A hand grabbed her wrist, prying it off Nick’s arm.
A human hand.
“Nick?” Josie yelled. He was alive. They were going to get out of there together.
“Quiet,” a voice said close to her ear. “Follow me.”
Josie stopped. It wasn’t Nick’s voice, but it was familiar. Harsh and raspy. She’d heard it before, whispering in her ear amid the chaos of a Nox attack.
The man in the woods.
9:05 P.M.
“WHO ARE YOU?” JOSIE REMEMBERED THE SHADOWS she’d seen in the darkened corners of the warehouse ever since Nick had first brought her there. A trick of the eye, an overactive imagination. Not so much. But where had the man come from? Materialized out of thin air? Magically risen out of the ground?
“Quiet!” he barked.
Josie shook herself from her daze.
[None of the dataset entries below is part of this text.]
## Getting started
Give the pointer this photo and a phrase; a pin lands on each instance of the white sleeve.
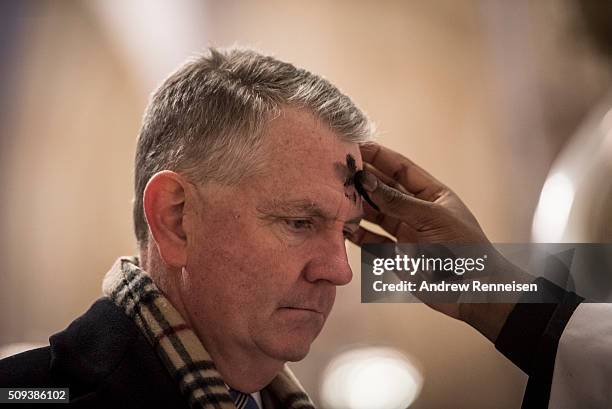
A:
(582, 377)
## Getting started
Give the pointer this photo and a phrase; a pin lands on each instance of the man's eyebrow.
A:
(301, 207)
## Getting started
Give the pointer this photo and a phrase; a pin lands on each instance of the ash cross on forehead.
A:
(353, 178)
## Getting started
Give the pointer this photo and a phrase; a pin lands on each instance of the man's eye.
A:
(299, 224)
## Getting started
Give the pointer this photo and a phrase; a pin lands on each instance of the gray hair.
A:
(206, 120)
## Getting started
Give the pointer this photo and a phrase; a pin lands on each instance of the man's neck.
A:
(244, 368)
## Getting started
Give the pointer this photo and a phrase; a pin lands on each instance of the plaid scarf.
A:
(133, 290)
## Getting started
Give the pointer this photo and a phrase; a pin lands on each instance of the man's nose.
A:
(330, 263)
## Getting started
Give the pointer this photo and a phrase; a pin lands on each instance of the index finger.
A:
(401, 169)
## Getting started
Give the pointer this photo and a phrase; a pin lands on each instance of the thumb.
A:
(391, 201)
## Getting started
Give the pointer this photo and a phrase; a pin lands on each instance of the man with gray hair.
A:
(244, 195)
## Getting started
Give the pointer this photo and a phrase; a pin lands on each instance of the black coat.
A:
(105, 361)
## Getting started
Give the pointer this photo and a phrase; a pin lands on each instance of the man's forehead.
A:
(313, 207)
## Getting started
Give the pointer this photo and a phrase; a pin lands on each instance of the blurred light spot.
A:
(553, 209)
(370, 378)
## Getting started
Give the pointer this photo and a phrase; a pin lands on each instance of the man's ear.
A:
(164, 205)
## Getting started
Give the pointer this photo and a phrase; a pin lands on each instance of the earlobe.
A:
(164, 205)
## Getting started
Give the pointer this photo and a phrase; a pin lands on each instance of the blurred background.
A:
(505, 102)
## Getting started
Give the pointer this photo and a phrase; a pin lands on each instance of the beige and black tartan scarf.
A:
(133, 290)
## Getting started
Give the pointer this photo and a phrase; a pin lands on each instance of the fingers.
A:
(401, 169)
(393, 203)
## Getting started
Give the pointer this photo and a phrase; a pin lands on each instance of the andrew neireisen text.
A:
(426, 274)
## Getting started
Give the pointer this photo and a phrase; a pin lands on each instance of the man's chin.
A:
(289, 350)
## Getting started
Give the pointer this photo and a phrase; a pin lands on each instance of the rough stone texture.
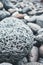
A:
(34, 27)
(5, 63)
(7, 4)
(34, 63)
(39, 38)
(1, 5)
(40, 31)
(4, 14)
(40, 20)
(16, 40)
(34, 54)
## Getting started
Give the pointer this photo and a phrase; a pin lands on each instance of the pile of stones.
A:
(21, 32)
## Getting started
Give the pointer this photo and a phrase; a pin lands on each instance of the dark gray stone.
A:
(7, 4)
(40, 20)
(39, 38)
(5, 63)
(34, 27)
(34, 63)
(26, 9)
(16, 40)
(4, 14)
(41, 60)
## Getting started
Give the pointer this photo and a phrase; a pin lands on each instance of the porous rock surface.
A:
(16, 40)
(34, 63)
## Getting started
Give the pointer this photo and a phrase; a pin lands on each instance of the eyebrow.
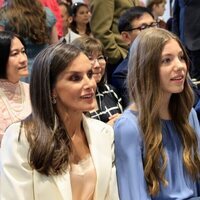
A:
(16, 49)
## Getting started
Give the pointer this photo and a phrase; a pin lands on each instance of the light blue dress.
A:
(129, 152)
(33, 49)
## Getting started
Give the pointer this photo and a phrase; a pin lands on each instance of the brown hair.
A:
(26, 18)
(151, 3)
(145, 91)
(50, 144)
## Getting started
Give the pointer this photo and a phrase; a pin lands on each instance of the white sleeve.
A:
(16, 173)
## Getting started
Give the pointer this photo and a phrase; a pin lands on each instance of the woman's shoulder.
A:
(51, 19)
(11, 133)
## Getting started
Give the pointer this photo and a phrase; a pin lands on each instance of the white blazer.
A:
(20, 182)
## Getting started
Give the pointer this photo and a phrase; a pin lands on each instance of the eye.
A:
(75, 78)
(166, 60)
(144, 26)
(23, 51)
(14, 53)
(101, 57)
(90, 74)
(182, 58)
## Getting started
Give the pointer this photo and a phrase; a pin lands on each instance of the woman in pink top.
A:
(14, 94)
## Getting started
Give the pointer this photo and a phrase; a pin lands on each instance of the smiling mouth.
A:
(178, 78)
(88, 96)
(24, 67)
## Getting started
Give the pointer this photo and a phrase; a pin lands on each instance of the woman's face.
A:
(82, 15)
(98, 65)
(159, 9)
(17, 66)
(173, 68)
(75, 87)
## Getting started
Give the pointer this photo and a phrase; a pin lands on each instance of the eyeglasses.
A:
(101, 60)
(144, 26)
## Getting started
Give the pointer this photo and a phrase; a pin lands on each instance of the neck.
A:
(72, 121)
(164, 107)
(65, 31)
(81, 28)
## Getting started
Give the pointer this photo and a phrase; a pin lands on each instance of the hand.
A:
(113, 118)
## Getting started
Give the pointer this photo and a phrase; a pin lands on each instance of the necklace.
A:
(15, 111)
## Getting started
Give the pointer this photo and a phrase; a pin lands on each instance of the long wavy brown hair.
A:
(50, 144)
(144, 89)
(27, 18)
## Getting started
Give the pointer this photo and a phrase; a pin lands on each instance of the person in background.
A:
(131, 23)
(81, 16)
(157, 7)
(57, 152)
(108, 104)
(14, 95)
(66, 14)
(157, 138)
(185, 21)
(53, 6)
(103, 23)
(33, 22)
(68, 2)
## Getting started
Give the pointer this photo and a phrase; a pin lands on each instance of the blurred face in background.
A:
(82, 15)
(159, 9)
(17, 66)
(98, 63)
(66, 18)
(144, 21)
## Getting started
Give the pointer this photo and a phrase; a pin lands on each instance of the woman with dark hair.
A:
(157, 138)
(33, 22)
(81, 17)
(57, 153)
(14, 94)
(108, 104)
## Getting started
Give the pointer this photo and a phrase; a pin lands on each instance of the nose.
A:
(180, 64)
(89, 83)
(96, 63)
(23, 58)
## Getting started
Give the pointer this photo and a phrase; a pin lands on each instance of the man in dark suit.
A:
(186, 20)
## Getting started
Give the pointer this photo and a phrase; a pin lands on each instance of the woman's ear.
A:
(54, 93)
(126, 37)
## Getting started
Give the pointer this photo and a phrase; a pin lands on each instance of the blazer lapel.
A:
(101, 158)
(64, 186)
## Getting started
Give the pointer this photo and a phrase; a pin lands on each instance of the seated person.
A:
(108, 103)
(66, 15)
(131, 23)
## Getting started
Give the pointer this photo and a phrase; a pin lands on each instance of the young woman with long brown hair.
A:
(157, 137)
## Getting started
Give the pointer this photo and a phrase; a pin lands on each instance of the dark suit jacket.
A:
(186, 20)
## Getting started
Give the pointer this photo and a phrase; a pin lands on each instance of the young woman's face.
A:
(159, 9)
(98, 65)
(17, 66)
(75, 87)
(82, 15)
(173, 68)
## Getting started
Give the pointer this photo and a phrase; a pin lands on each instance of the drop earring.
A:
(53, 100)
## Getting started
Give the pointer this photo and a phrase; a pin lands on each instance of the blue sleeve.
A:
(51, 19)
(129, 162)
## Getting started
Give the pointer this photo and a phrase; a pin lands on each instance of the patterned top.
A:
(109, 103)
(14, 103)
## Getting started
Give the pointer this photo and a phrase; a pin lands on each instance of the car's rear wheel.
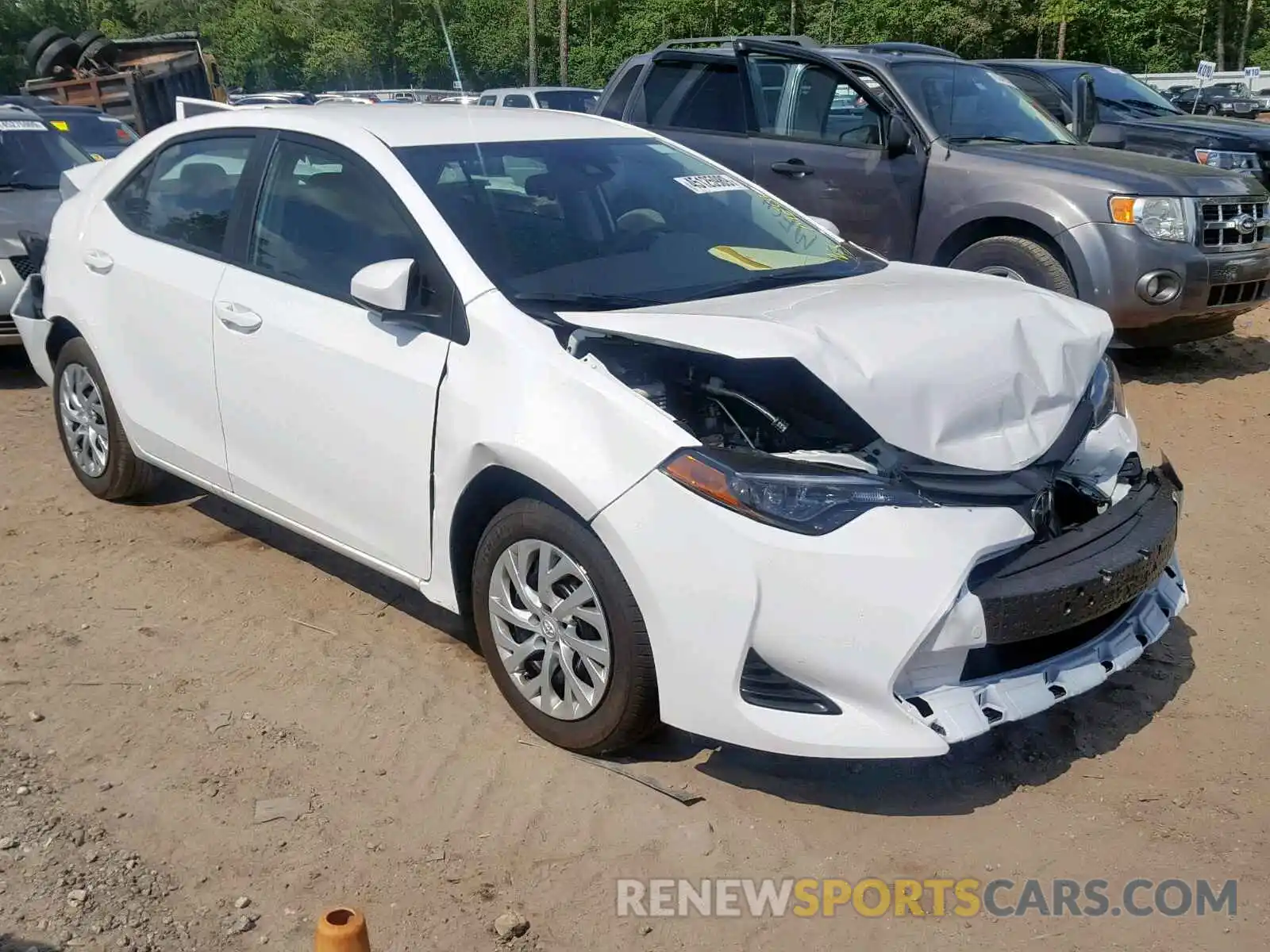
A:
(1018, 259)
(560, 631)
(89, 427)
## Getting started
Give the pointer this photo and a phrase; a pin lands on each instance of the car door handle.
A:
(238, 317)
(98, 262)
(794, 167)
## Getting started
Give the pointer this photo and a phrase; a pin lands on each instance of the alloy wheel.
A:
(83, 416)
(550, 628)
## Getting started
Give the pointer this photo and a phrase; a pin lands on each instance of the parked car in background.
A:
(97, 133)
(567, 98)
(32, 160)
(1133, 116)
(677, 451)
(950, 164)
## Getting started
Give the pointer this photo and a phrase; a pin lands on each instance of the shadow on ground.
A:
(1221, 359)
(12, 943)
(975, 774)
(387, 590)
(16, 372)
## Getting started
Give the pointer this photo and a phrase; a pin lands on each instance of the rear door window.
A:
(186, 194)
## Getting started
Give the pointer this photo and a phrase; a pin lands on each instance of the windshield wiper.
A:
(586, 302)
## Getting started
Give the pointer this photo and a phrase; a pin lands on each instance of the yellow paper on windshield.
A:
(761, 259)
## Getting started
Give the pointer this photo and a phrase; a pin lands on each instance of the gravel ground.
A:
(188, 662)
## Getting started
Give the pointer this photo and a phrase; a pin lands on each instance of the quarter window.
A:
(694, 95)
(323, 219)
(186, 194)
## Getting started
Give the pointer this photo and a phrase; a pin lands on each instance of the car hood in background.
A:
(960, 368)
(25, 209)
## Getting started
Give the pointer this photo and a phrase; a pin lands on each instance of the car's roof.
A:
(422, 124)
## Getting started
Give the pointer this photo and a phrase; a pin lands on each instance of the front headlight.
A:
(806, 498)
(1164, 219)
(1222, 159)
(1106, 393)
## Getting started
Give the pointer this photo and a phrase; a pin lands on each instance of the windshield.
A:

She reached out and felt his shoulder, tall and strong in front of her. He held Nick cradled in his arms.
“This way.”
Not that she had a choice. Stay in the warehouse and be eaten alive by monsters that live in the darkness or follow the mysterious stranger down the rabbit hole.
Mysterious stranger it was.
He led her across the warehouse to what must have been the far corner beyond the parking area. He moved slowly, unhurried, which seemed odd considering the swarm of creatures that continued to circle just above their heads. It took Josie a few moments before she realized they weren’t being attacked. It took her even longer to realize that while Nick had been viciously overcome within seconds of the Nox bursting into the warehouse, she didn’t have so much as a scratch on her.
The Nox left her alone.
What was going on?
The stranger paused, and Josie felt him bend down. Or so she thought. He continued to move forward and as Josie followed, she realized he was going down a set of stairs.
The steps were rickety wood, judging by the way in which each step sagged ever so slightly under her weight. Only a dozen or so, and Josie landed on a firm dirt floor.
“Wait here,” the stranger said. He squeezed past her in the passageway. He was tall—Nick’s height, at least—but broader and heavier. Josie’s eyes strained against the blackness of the space, trying to get a glimpse of the stranger, but other than an outline of a body disappearing up the stairs—even blacker than the blackness around her—she couldn’t make out anything.